The impression created by this intense activity is that Investor is moving away from being a passive holding company of Swedish blue chips and becoming more actively engaged in managing its portfolio.

This impression has been enhanced with the arrival at the end of 2005 of Börje Ekholm as its chief executive, armed with a track record of running private equity investments and venture capital for Investor in New York.

It is not something Mr Ekholm disavows. “We are increasing our activity level by making sure each company has a clear value creation plan in place,” he says.

Mr Wallenberg insists these changes are not new but started in 1994 with the creation of EQT, Investor’s private equity arm, and that last year’s activity forms part of a longer-term plan.

But the fact remains that Investor is midway through a fundamental shift in the structure of its investment portfolio, primarily through an increase in its private equity and venture capital investments in mainly unlisted companies. Mr Ekholm says he is aiming for these investments to double to up to 25 per cent of Investor’s total assets within three to five years, up from just 4 per cent in 1999 and about 13 per cent now.

The combination of an active 12 months, Mr Ekholm’s hands-on style and the proposed increase in its exposure to higher-risk, better-performing investments, has triggered a shift in investors’ attitude towards Investor.

The number of foreign investors on its shareholder register, for example, has increased from 20 per cent to 27 per cent last year.

Furthermore, the Investor “discount” – the degree to which Investor’s market value trades at a discount to the combined market value of its holdings – is narrowing. It fell to less than 20 per cent at the end of last year, having peaked at 40 per cent in 2002.

In the past, institutional investors were wary of Investor because it held minority stakes in its blue-chip companies but controlled a much bigger share of the voting rights through special shares.
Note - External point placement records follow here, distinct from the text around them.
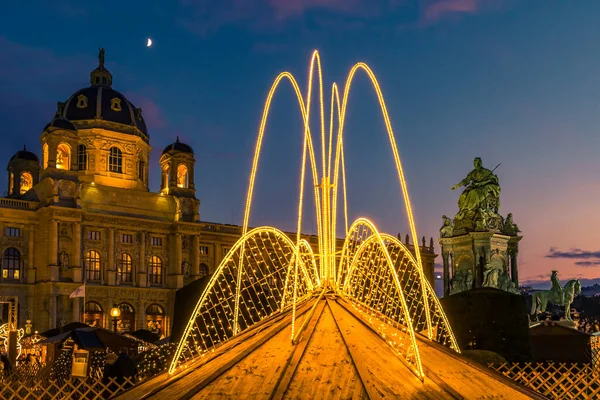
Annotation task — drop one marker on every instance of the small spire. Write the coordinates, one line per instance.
(101, 76)
(101, 58)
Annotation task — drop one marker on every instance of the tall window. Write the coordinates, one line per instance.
(124, 269)
(155, 319)
(45, 155)
(182, 176)
(26, 182)
(93, 314)
(92, 265)
(115, 160)
(11, 264)
(141, 167)
(164, 178)
(203, 270)
(155, 271)
(81, 157)
(63, 156)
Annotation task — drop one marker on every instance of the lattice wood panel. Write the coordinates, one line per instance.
(73, 388)
(555, 380)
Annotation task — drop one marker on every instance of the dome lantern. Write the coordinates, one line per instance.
(101, 76)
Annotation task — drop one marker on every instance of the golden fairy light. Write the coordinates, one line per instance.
(267, 273)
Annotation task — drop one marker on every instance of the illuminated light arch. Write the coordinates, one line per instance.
(266, 289)
(229, 289)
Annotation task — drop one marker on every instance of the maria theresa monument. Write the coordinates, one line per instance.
(479, 245)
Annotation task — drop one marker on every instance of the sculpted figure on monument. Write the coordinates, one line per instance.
(482, 192)
(446, 229)
(510, 226)
(557, 295)
(462, 280)
(491, 275)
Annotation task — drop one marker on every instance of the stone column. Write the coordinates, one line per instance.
(514, 268)
(447, 282)
(111, 272)
(76, 263)
(175, 276)
(53, 256)
(76, 309)
(52, 312)
(54, 243)
(195, 261)
(142, 276)
(30, 277)
(477, 270)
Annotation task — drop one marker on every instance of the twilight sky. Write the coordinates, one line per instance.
(511, 81)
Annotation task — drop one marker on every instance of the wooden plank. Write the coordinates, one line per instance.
(383, 374)
(294, 360)
(195, 380)
(326, 369)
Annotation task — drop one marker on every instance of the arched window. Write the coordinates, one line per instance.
(164, 181)
(26, 182)
(126, 321)
(45, 155)
(81, 157)
(63, 156)
(124, 269)
(92, 265)
(155, 319)
(93, 314)
(203, 270)
(115, 160)
(182, 176)
(11, 264)
(155, 271)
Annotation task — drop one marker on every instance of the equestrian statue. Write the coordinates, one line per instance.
(557, 295)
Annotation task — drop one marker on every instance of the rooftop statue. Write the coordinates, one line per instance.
(480, 200)
(482, 190)
(557, 295)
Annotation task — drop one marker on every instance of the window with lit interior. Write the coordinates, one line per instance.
(124, 269)
(11, 265)
(26, 182)
(182, 176)
(92, 265)
(155, 271)
(203, 270)
(115, 160)
(81, 157)
(63, 156)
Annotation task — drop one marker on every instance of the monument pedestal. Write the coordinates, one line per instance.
(465, 256)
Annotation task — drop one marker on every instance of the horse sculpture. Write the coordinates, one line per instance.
(561, 297)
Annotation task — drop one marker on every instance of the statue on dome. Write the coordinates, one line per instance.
(480, 200)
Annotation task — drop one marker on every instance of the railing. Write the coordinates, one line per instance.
(14, 203)
(555, 380)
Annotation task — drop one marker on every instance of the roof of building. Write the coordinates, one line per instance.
(100, 104)
(178, 146)
(338, 353)
(25, 155)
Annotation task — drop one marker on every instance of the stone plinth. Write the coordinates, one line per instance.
(467, 255)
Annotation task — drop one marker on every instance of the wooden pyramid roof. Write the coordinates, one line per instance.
(338, 356)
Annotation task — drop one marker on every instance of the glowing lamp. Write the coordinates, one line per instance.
(115, 312)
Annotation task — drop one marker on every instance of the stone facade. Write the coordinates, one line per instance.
(84, 215)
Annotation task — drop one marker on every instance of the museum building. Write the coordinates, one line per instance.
(83, 213)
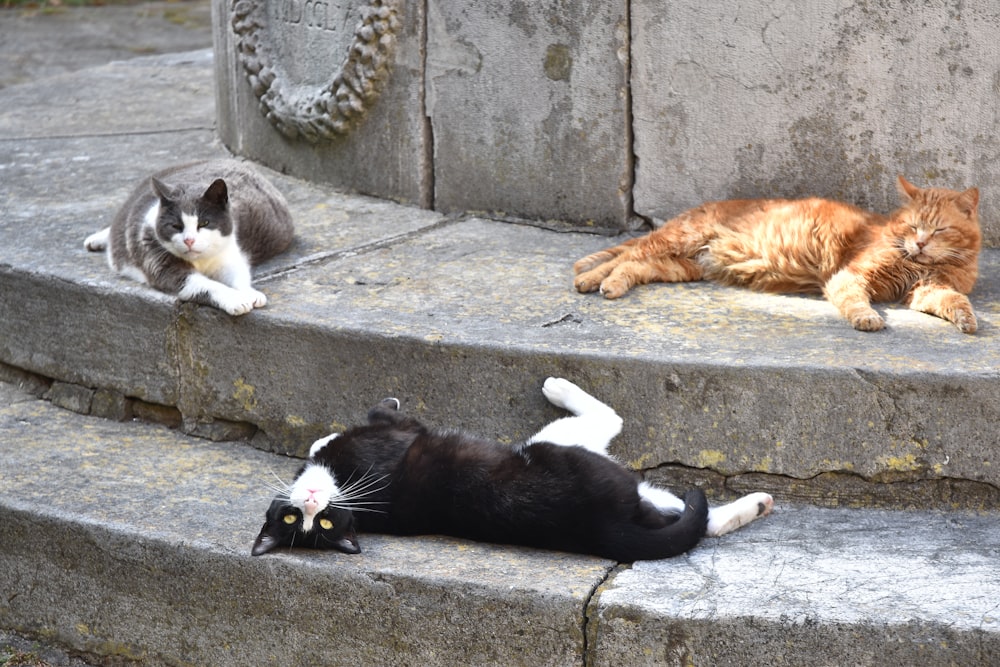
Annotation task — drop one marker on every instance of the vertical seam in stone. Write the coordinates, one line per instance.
(590, 605)
(427, 161)
(633, 219)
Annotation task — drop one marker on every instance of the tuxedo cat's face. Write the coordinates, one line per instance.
(192, 227)
(307, 516)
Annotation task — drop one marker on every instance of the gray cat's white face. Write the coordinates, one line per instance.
(188, 236)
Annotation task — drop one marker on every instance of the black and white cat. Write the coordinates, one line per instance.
(195, 231)
(559, 490)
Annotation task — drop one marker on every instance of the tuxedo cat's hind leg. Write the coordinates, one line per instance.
(721, 520)
(727, 518)
(593, 425)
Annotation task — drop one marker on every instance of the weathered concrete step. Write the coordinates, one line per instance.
(132, 540)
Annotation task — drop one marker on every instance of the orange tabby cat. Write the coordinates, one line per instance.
(924, 254)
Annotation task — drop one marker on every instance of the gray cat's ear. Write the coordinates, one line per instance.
(348, 543)
(217, 193)
(264, 543)
(162, 190)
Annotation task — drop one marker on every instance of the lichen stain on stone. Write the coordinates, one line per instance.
(245, 394)
(558, 62)
(708, 458)
(904, 463)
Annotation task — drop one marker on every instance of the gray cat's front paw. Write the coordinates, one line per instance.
(240, 302)
(97, 241)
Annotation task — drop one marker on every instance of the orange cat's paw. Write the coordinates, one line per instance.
(587, 282)
(590, 262)
(614, 287)
(868, 321)
(966, 321)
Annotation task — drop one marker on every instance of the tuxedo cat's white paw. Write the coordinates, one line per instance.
(98, 241)
(558, 391)
(566, 395)
(321, 443)
(727, 518)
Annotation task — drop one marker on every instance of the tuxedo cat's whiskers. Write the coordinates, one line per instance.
(351, 496)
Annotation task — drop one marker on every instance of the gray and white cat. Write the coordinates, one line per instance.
(196, 230)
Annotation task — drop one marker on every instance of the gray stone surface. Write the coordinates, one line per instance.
(831, 98)
(529, 107)
(386, 154)
(593, 112)
(95, 35)
(131, 540)
(375, 298)
(815, 587)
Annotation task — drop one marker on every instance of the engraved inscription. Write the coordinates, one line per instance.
(316, 66)
(320, 14)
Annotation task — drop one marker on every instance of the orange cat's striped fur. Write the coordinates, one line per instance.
(924, 254)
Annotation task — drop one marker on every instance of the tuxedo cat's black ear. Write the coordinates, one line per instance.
(217, 193)
(264, 542)
(348, 543)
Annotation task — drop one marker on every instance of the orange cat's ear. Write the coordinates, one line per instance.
(907, 190)
(967, 201)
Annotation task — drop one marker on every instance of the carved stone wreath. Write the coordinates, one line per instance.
(331, 110)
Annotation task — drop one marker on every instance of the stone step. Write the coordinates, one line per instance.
(132, 540)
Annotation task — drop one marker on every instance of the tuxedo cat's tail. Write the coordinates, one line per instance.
(636, 541)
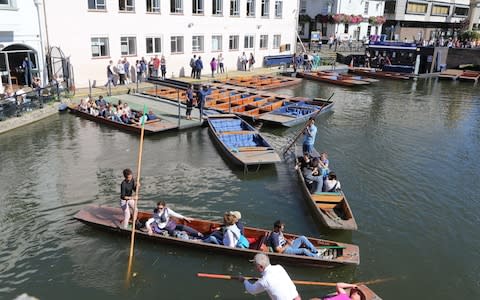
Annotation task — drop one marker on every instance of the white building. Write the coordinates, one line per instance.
(93, 32)
(20, 37)
(358, 21)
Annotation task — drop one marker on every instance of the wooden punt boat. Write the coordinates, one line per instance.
(469, 76)
(378, 74)
(240, 142)
(331, 209)
(365, 290)
(331, 78)
(151, 127)
(296, 113)
(260, 82)
(450, 74)
(109, 218)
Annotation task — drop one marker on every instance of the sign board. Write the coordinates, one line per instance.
(315, 36)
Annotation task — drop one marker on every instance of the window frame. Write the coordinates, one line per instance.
(176, 9)
(176, 38)
(217, 7)
(278, 3)
(251, 4)
(234, 4)
(154, 44)
(107, 47)
(219, 43)
(198, 7)
(129, 38)
(265, 41)
(127, 8)
(96, 8)
(235, 39)
(265, 9)
(154, 9)
(275, 37)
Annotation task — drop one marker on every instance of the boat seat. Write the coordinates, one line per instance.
(326, 206)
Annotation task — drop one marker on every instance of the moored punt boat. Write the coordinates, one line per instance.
(450, 74)
(331, 78)
(151, 127)
(240, 142)
(296, 113)
(330, 208)
(368, 294)
(109, 218)
(260, 82)
(469, 76)
(378, 74)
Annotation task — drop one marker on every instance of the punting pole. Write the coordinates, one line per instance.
(137, 190)
(305, 127)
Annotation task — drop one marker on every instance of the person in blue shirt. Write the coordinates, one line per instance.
(309, 136)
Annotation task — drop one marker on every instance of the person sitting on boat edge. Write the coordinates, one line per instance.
(161, 217)
(277, 241)
(313, 177)
(355, 293)
(275, 280)
(127, 200)
(309, 136)
(331, 184)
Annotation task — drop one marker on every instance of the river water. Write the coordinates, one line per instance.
(406, 153)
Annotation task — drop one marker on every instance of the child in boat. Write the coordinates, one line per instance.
(161, 218)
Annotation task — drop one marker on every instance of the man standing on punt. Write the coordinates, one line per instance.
(275, 280)
(309, 136)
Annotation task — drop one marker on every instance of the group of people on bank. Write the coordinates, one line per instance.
(120, 112)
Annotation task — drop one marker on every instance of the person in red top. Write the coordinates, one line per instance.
(156, 66)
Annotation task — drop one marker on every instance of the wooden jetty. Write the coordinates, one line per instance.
(109, 218)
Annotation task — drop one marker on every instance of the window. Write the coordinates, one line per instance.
(438, 10)
(176, 6)
(278, 8)
(216, 43)
(97, 4)
(217, 7)
(416, 8)
(277, 40)
(100, 47)
(234, 7)
(153, 6)
(176, 44)
(153, 45)
(249, 42)
(233, 42)
(197, 43)
(197, 7)
(303, 7)
(461, 11)
(128, 45)
(250, 8)
(265, 8)
(263, 41)
(126, 5)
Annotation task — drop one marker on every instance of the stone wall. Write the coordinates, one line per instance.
(459, 56)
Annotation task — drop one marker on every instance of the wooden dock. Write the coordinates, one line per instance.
(165, 110)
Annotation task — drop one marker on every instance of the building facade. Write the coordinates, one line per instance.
(93, 32)
(417, 20)
(358, 19)
(20, 38)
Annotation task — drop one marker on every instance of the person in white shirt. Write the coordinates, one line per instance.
(275, 280)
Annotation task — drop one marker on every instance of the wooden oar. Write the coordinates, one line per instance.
(304, 127)
(299, 282)
(137, 191)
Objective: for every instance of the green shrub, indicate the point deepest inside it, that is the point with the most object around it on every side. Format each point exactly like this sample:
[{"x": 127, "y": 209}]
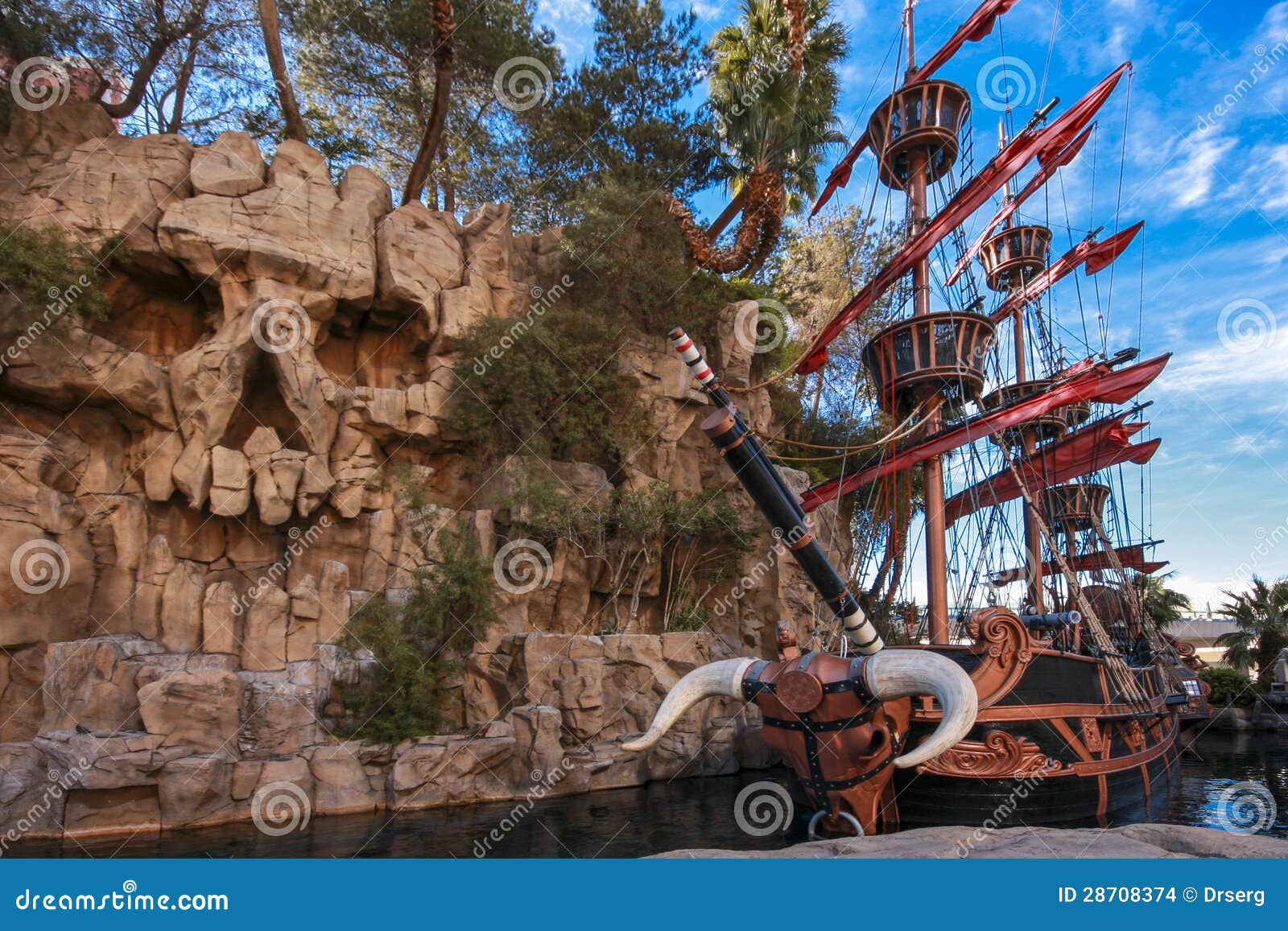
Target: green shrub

It was feared the Wallenberg family could use its voting shares to protect its own interests.

However, its growing use of private equity and venture capital investments has now created what Mr Wallenberg calls a stronger reason to buy Investor shares. He says Investor has also narrowed the gap between its share of the capital and its share of the votes in most of its core holdings.

With this shift in its investment strategy under way, Mr Ekholm admits the company is actively looking for new investments and that these are likely to be in unlisted companies.

Investor is more actively managing its core investments and will, over the next five years, more than double its exposure to better performing investments.

Armed with this strategy, Mr Wallenberg offers a pugnacious defence against the company’s critics. “If you like it, there it is. If you don’t, you have plenty of other alternatives,” he says.